Un navire qui remonte vers Bassens n’arrive pas simplement “au port de Bordeaux”. Il entre d’abord par l’estuaire, passe près du Verdon, compose avec la marée, la météo, les autres mouvements annoncés, puis rejoint l’un des sites d’un port qui ne ressemble pas à un bassin unique.
C’est cette géographie particulière qui donne du relief au marché lancé par le Grand Port Maritime de Bordeaux. L’établissement veut acquérir, installer et maintenir un nouveau système d’information pour suivre le trafic maritime. Le contrat peut atteindre 3,3 millions d’euros sur huit ans. Les candidatures sont attendues jusqu’au 1er juin à midi.
Le dispositif porte un nom technique: VTMIS, pour système de suivi et d’information du trafic maritime. En clair: l’outil qui aide la capitainerie à voir, localiser, identifier et coordonner les navires. Le dispositif actuel repose notamment sur deux radars côtiers, au Verdon et à La Palmyre, des communications radio, les données d’identification automatique des navires et un logiciel d’exploitation. L’avis de marché indique que l’ensemble a plus de vingt ans.
À Bordeaux, ce renouvellement n’a rien d’anecdotique. Le port fonctionne sur sept terminaux: Le Verdon, Pauillac, Blaye, Ambès, Parempuyre, Bassens et Bordeaux. Chacun a ses usages, ses contraintes et ses trafics. À Ambès, les produits énergétiques et chimiques dominent. À Bassens, se concentre une grande part de l’activité logistique. À Blaye, le port sert notamment les produits agricoles et le BTP. À Pauillac et au Verdon, la croisière et certains trafics industriels ajoutent d’autres rythmes.
En 2025, le Port de Bordeaux indique avoir traité 6,2 millions de tonnes de marchandises, enregistré 1 706 mouvements de navires, accueilli 84 escales de croisière maritime et plus de 200 croisières fluviales. Ces chiffres ne font pas forcément image depuis les quais bordelais. Ils disent pourtant une chose simple: derrière le port visible, il faut un port lisible.

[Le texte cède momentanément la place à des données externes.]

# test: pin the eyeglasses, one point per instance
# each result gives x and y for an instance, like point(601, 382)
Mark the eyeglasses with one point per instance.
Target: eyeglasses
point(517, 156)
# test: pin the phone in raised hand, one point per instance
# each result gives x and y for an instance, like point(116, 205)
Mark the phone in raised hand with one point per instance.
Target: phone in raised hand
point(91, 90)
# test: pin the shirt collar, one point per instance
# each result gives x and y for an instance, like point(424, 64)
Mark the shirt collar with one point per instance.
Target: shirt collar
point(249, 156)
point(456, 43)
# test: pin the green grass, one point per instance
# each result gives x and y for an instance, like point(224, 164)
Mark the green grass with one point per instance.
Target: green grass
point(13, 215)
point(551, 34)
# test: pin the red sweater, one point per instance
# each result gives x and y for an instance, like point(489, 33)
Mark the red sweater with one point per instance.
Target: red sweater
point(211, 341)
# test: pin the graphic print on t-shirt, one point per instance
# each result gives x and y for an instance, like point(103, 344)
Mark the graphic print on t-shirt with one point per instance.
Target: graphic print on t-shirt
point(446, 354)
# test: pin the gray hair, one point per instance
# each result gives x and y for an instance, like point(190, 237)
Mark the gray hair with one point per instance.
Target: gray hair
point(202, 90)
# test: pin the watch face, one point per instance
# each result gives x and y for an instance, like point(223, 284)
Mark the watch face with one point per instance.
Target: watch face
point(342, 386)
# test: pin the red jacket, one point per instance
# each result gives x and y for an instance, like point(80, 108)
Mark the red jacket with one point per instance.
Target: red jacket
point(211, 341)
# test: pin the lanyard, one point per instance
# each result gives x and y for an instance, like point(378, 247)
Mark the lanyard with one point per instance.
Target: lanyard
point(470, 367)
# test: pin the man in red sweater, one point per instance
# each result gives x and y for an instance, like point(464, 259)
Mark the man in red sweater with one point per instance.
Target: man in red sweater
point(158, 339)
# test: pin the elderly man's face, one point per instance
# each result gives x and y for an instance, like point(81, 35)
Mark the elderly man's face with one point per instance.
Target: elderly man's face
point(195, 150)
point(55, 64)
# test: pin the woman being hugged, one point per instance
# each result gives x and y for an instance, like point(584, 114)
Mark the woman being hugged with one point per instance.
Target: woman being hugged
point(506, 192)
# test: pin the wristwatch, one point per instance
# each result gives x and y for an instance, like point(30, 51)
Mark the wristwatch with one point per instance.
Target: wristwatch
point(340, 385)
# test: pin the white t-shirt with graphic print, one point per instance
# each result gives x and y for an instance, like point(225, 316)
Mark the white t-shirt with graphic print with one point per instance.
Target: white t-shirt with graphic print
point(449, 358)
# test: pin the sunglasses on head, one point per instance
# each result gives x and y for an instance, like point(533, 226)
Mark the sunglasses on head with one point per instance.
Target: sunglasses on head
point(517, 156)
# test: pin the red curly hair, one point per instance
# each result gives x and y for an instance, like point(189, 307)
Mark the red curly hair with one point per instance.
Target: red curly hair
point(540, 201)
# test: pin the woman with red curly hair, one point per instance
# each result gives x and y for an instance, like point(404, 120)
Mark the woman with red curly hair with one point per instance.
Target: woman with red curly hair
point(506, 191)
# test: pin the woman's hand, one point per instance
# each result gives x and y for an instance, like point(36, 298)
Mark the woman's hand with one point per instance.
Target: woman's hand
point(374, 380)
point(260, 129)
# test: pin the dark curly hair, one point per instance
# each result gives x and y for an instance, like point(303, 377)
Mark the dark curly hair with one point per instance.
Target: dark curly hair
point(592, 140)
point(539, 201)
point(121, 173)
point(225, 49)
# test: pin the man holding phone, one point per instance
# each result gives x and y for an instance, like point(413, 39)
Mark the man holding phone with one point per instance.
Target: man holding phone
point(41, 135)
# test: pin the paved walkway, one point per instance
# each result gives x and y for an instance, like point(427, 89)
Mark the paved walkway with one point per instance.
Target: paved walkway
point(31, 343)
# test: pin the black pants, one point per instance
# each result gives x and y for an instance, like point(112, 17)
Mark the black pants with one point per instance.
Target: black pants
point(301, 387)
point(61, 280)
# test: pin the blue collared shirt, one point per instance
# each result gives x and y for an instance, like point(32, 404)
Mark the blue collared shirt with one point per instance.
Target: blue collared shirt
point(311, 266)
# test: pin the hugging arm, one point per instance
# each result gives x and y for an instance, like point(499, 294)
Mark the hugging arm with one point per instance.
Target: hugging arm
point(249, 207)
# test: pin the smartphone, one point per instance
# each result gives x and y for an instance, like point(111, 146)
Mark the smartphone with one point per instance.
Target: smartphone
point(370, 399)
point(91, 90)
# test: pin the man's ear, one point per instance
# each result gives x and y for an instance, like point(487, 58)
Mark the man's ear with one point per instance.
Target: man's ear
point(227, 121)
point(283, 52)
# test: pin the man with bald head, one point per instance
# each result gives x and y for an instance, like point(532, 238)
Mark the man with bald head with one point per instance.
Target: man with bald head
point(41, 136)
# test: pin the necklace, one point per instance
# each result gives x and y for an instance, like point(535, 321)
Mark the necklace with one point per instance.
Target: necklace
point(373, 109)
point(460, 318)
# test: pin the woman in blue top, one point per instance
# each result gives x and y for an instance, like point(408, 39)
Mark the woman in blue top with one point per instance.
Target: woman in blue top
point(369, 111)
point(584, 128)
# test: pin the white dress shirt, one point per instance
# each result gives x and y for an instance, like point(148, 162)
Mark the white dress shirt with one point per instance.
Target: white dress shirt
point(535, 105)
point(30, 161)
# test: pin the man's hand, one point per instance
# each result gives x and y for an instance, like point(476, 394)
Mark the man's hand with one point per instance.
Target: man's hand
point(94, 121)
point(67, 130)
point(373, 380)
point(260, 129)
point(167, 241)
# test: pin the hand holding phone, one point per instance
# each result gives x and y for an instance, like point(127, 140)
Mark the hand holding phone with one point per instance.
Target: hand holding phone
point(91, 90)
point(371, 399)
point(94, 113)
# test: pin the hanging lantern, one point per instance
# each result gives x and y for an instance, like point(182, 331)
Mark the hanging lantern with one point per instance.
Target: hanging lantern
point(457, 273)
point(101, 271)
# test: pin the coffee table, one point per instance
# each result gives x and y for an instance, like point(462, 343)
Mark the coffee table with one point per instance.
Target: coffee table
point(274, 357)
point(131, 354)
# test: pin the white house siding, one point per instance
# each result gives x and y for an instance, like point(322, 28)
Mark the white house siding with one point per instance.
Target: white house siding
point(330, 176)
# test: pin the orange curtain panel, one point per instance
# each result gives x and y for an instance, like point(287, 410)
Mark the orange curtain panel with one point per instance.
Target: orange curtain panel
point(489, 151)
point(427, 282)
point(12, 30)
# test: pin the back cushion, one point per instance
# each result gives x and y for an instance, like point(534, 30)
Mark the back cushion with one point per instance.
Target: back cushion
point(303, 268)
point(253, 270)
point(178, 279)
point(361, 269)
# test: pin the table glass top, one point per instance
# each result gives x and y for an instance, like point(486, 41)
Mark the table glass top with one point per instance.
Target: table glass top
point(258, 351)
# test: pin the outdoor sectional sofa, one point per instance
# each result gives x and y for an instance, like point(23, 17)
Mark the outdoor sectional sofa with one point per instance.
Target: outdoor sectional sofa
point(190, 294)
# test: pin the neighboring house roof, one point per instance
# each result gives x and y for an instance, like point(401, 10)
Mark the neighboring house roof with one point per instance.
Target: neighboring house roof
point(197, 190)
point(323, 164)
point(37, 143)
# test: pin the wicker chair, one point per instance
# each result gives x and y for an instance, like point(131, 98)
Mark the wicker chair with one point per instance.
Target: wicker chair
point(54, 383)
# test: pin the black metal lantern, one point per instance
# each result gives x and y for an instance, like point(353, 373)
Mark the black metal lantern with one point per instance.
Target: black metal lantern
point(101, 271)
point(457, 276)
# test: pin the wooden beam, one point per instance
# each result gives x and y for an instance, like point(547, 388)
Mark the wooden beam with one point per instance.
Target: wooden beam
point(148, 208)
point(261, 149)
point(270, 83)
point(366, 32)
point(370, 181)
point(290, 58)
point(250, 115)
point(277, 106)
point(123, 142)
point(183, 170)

La modernisation annoncée doit notamment intégrer de nouveaux équipements de surveillance, dont des systèmes électro-optiques, et faire dialoguer plusieurs sources d’information: radars, identification automatique, communications, données de supervision. Le sujet n’est pas de numériser pour numériser. Il s’agit plutôt d’éviter que la chaîne de surveillance soit moins robuste que les mouvements qu’elle doit suivre.
Dans un port dont l’activité reste peu visible depuis les façades touristiques, comme nous l’écrivions déjà sur le port de Bordeaux loin des cartes postales, cette couche technique fait partie du fonctionnement quotidien. Elle aide à organiser les arrivées, suivre les positions, prévenir les risques et maintenir une continuité de service quand le fleuve, l’estuaire et les terminaux ne sont jamais exactement au même endroit ni au même rythme.
Le marché ne raconte donc pas un grand chantier spectaculaire. Il parle d’une infrastructure discrète qui doit rester fiable pour que les autres puissent travailler. À Bordeaux, même la vigie a besoin d’une bonne mise à jour.